The Turco-German naval forces had been powerless to do more than annoy the Russian operations in Lazistan. Souchon made another effort with the Breslau later in July when the cruiser was ordered to lay mines off Novorossisk and then operate against shipping on the Caucasus coast. The Breslau sailed on 21 July with 65 mines, but her departure from the Bosphorus was reported to the Russian commander in chief. The Russians had excellent sources of intelligence, and the Germans and Turks may have unwittingly helped them through injudicious use of wireless. The Russians were the ones who had salvaged the codes from the Magdeburg in the Baltic, and it is evident they also exploited this advantage in the Black Sea.
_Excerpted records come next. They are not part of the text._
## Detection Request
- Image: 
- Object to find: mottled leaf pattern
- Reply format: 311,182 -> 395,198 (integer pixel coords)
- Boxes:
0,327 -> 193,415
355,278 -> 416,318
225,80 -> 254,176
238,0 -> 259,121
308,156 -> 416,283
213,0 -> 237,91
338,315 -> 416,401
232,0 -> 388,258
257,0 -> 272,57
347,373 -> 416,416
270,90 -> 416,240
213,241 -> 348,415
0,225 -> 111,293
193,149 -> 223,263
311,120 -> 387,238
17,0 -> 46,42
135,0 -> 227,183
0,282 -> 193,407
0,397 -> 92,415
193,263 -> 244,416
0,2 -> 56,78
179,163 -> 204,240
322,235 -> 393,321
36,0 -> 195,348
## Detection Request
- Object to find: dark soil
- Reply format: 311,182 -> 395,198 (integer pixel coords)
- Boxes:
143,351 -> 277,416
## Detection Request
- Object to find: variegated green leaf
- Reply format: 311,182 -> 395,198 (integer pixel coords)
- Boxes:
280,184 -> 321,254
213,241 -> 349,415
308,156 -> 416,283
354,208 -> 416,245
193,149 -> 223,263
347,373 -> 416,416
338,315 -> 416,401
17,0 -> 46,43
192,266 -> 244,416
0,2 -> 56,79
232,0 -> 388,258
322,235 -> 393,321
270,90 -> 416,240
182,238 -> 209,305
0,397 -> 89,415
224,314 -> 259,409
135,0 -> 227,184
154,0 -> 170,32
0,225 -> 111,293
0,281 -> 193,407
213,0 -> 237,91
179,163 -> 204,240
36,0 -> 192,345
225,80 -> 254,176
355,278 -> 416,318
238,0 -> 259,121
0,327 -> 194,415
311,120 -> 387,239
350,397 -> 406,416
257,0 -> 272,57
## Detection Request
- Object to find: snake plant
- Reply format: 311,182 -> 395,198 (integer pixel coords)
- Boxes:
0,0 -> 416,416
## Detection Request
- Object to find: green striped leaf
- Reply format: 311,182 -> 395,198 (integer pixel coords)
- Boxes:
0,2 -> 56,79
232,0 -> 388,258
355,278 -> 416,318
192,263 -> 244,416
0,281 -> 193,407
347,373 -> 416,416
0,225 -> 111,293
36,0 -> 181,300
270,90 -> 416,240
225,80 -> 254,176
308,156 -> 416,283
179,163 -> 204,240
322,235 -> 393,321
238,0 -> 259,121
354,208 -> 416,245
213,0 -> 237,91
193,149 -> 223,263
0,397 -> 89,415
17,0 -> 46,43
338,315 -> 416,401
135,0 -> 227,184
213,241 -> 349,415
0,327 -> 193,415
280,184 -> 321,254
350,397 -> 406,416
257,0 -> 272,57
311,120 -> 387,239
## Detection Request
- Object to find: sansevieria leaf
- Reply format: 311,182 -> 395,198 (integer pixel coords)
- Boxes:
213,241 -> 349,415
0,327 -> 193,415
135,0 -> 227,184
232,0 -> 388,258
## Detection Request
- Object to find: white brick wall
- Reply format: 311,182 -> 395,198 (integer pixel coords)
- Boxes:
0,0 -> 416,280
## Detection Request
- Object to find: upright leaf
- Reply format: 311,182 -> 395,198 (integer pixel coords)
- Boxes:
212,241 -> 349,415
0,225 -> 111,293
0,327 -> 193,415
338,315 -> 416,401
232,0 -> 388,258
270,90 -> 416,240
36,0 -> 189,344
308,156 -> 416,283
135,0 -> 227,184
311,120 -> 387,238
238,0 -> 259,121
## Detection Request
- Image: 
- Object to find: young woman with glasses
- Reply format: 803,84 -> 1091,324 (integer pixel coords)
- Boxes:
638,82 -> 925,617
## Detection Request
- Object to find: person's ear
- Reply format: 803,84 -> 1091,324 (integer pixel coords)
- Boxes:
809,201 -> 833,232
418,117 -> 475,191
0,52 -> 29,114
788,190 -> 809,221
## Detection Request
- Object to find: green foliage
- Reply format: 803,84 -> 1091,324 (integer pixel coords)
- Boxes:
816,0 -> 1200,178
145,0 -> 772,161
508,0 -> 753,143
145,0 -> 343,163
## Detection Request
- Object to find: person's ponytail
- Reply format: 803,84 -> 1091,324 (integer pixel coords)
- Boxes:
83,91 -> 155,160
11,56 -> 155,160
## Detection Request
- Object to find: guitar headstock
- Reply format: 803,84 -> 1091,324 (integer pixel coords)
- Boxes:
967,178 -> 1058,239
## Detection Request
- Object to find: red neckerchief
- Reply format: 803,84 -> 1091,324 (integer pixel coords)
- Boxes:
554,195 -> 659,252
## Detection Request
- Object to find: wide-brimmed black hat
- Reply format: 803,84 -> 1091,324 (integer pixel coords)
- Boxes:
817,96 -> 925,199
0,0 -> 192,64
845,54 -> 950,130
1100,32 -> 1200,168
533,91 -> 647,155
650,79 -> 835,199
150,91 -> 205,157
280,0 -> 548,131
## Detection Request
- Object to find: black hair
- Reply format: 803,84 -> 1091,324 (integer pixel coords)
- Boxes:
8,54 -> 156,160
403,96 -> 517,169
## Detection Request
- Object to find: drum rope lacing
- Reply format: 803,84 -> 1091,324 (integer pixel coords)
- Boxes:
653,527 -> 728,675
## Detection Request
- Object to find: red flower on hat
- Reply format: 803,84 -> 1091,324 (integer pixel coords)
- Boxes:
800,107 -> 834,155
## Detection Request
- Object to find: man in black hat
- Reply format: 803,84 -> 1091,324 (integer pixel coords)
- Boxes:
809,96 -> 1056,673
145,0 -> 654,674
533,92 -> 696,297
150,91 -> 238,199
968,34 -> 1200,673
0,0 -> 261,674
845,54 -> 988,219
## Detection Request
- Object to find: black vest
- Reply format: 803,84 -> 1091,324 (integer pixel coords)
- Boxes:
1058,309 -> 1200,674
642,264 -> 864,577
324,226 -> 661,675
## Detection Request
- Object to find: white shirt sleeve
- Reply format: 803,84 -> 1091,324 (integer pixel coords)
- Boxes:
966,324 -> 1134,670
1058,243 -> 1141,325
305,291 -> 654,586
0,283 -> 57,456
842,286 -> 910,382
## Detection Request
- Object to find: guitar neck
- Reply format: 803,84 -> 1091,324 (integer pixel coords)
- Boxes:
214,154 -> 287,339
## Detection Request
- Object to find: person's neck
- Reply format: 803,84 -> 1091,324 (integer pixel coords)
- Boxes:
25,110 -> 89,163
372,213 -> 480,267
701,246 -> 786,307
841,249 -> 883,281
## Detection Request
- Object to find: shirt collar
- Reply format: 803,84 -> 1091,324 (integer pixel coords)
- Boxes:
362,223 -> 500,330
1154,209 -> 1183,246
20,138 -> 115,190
The French liaison officer with the Russian commander in chief confirmed this later in 1916 when he noted that the Russians were cognizant of Turkish and Bulgarian codes and that thanks to constant use of wireless by the enemy, the Black Sea Fleet was well informed (au courant) of everything that was going on.54
Kolchak sailed in the Imperatritsa Maria with the cruiser Kagul and five destroyers to intercept the Breslau. UB.7 had been stationed off Sebastopol for this eventuality, but was prevented from making an attack when she was spotted and bombed by seaplanes, thereby demonstrating again the difficulties German submarines had in the Black Sea. They repeatedly sighted Russian warships, but were unable to deliver their attacks. At 1:05 P.M. (1:30 according to Russian sources), approximately 100 miles north of Sinope, the Breslau met the destroyer Schastlivy, part of the screen preceding the Imperatritsa Maria. The Breslau altered course to the south at full speed and then altered again to a southwesterly course to avoid being cut off. Korvettenkapitän von Knorr had to jettison nine mines in order to give his aft 15-cm a free field of fire and allow ammunition to be brought up. The Schastlivy opened fire shortly before 2:00, but was driven off by the Breslau’s 15-cm. In the meantime the other Russian warships arrived, and by 2:15, despite the Breslau’s efforts to shake her off (which included making smoke), the Imperatritsa Maria opened fire at a range of 22,000 meters. The Breslau’s use of smoke caused the dreadnought to cease fire after two salvoes, but when the cruiser altered course to avoid drawing too close to the coast, she was able to resume fire. Von Knorr was making 25 knots but could not seem to shake the Imperatritsa Maria, whose shooting was good, and a number of the Breslau’s men were wounded by splinters from a near miss. Von Knorr repeatedly used smoke, and eventually the Breslau slowly drew ahead and out of range. The Germans were worried the Russian destroyers might attempt a torpedo attack in the dark and jettisoned another eight mines. The destroyers, however, lost contact with the Breslau, whose escape was aided by a rain squall. The cruiser reached the safety of the Bosphorus early the next morning. The mission had ended in failure.55
RUSSIAN NAVAL SUPERIORITY
The focus of the Black Sea Fleet’s attention shifted back to the west in the second half of 1916. This was largely due to the events surrounding Romania’s entry into the war as well as to Admiral Kolchak’s interest in increased mining, particularly at the Bosphorus. Starting on 31 July, when the submarine Krab laid 60 mines in the entrance to the Bosphorus, Russian destroyers during the next few nights laid more than 800 mines in a semicircle to the north of the Strait. On the night of 11 August a pair of destroyers laid a minefield to the east of the Bosphorus entrance in shallow water north of Adajiklar, and on the night of the 20th, another field to the west of the Strait northwest of Hissar Kaiasi.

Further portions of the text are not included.